Bagikan artikel ini :

Kembang Desa Atau Kembang Kempis

Kidung Agung 2:1-2

Dengan lidah kita memuji Tuhan, Bapa kita; dan dengan lidah kita mengutuk manusia yang diciptakan menurut rupa Allah.
- Yakobus 3:9

Saya pernah menonton sebuah program yang mewawancarai para istri yang mengalami KDRT. Tidak hanya dianiaya secara fisik, suaminya bahkan menyuruh anak-anak untuk mengata-ngatai mereka. Ketika para istri ini ditanyai mengapa masih bertahan, jawaban mereka sungguh mengejutkan, “Karena saya memang pantas menerimanya.”

Kata-kata sangat berpengaruh dalam setiap relasi. Makian menjatuhan, tetapi pujian membangun. Kita melihat bagaimana sepanjang pasal 1, sang raja memuji-muji kekasihnya yang minder dengan penampilan fisiknya. Hasilnya? Gadis Sulam mampu berkata ia adalah bunga mawar dari Sharon. Si gadis memandang dirinya melalui kacamata orang yang dicintainya, yakni sang raja.

Sang raja tidak ingin kekasihnya berhenti sampai di sana. Di matanya, si gadis bukan hanya setangkai bunga bakung di antara ribuan bunga lainnya, melainkan setangkai bunga bakung di antara duri-duri. Ia tidak kehilangan akal mengutarakan cintanya kepada si gadis melalui pujian.

Manusia memiliki kecenderungan menilai dirinya berdasarkan penilaian orang  yang dicintainya. Kata-kata orang asing tidak akan memengaruhi kita sebagaimana kata-kata orang yang kita kasihi. Artinya, makin kita dekat dengan seseorang, seharusnya makin bijaksana berkata-kata dengannya. Anehnya, di masa kini justru orang lebih hati-hati menjaga perasaan orang-orang asing daripada mereka yang ia kasihi.

Budaya timur memang dikenal budaya yang selalu menuntut dan tidak pernah puas dalam mengkritik. Saya pernah mendengar kisah tentang seorang anak yang mendapat nilai 8 untuk ujiannya, tetapi orangtuanya malah berkomentar, “Kenapa nggak 9?” Ketika ia mendapat 9, orangtuanya menimpali, “Kok bukannya 10?” Ketika akhirnya ia mendapat 10 dan berharap orangtuanya akan memujinya, orangtuanya berkata, “Kenapa nggak dari dulu?”

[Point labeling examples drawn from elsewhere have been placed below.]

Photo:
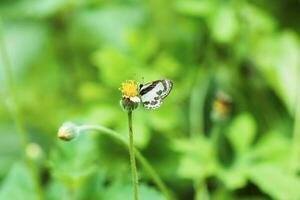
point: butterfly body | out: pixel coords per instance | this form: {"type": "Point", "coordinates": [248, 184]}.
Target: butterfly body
{"type": "Point", "coordinates": [152, 93]}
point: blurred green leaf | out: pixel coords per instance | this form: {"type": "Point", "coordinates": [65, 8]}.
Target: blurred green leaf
{"type": "Point", "coordinates": [241, 132]}
{"type": "Point", "coordinates": [17, 185]}
{"type": "Point", "coordinates": [224, 24]}
{"type": "Point", "coordinates": [194, 8]}
{"type": "Point", "coordinates": [276, 182]}
{"type": "Point", "coordinates": [74, 161]}
{"type": "Point", "coordinates": [277, 58]}
{"type": "Point", "coordinates": [120, 191]}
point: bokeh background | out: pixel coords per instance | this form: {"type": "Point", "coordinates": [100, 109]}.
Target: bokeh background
{"type": "Point", "coordinates": [230, 129]}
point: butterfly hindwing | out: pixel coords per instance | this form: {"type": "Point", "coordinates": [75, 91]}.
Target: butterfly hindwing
{"type": "Point", "coordinates": [154, 92]}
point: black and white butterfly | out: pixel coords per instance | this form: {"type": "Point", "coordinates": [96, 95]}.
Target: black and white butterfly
{"type": "Point", "coordinates": [152, 93]}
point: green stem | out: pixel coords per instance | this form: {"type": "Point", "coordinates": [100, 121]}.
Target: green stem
{"type": "Point", "coordinates": [135, 180]}
{"type": "Point", "coordinates": [16, 113]}
{"type": "Point", "coordinates": [201, 190]}
{"type": "Point", "coordinates": [143, 161]}
{"type": "Point", "coordinates": [294, 166]}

Kita perlu meneladani bagaimana Tuhan Yesus menggunakan lidahnya dengan penuh kasih. Lidah yang kita gunakan untuk memuji Tuhan, seharusnya juga digunakan untuk membangun orang lain, khususnya yang terdekat dengan kita. Para suami dengan enteng mengatakan kepada istrinya, “Masakanmu nggak enak,” lalu berdalih kata-katanya adalah kritikan yang “membangun” kemampuan masak istrinya. Bayangkan jika setiap hari si istri yang dengan susah payah memasak tidak pernah mendapat pujian, melainkan melulu kritik “membangun”. Berhati-hatilah. Lidah Anda bisa membuat kekasih Anda menjadi kembang desa atau kembang kempis.

Refleksi Diri:

  • Evaluasilah perkataan Anda kepada pasangan. Apakah lebih banyak kritikan (bahkan makian) atau apresiasi?
  • Hal apa yang membuat Anda lebih mudah mengkritik daripada memuji?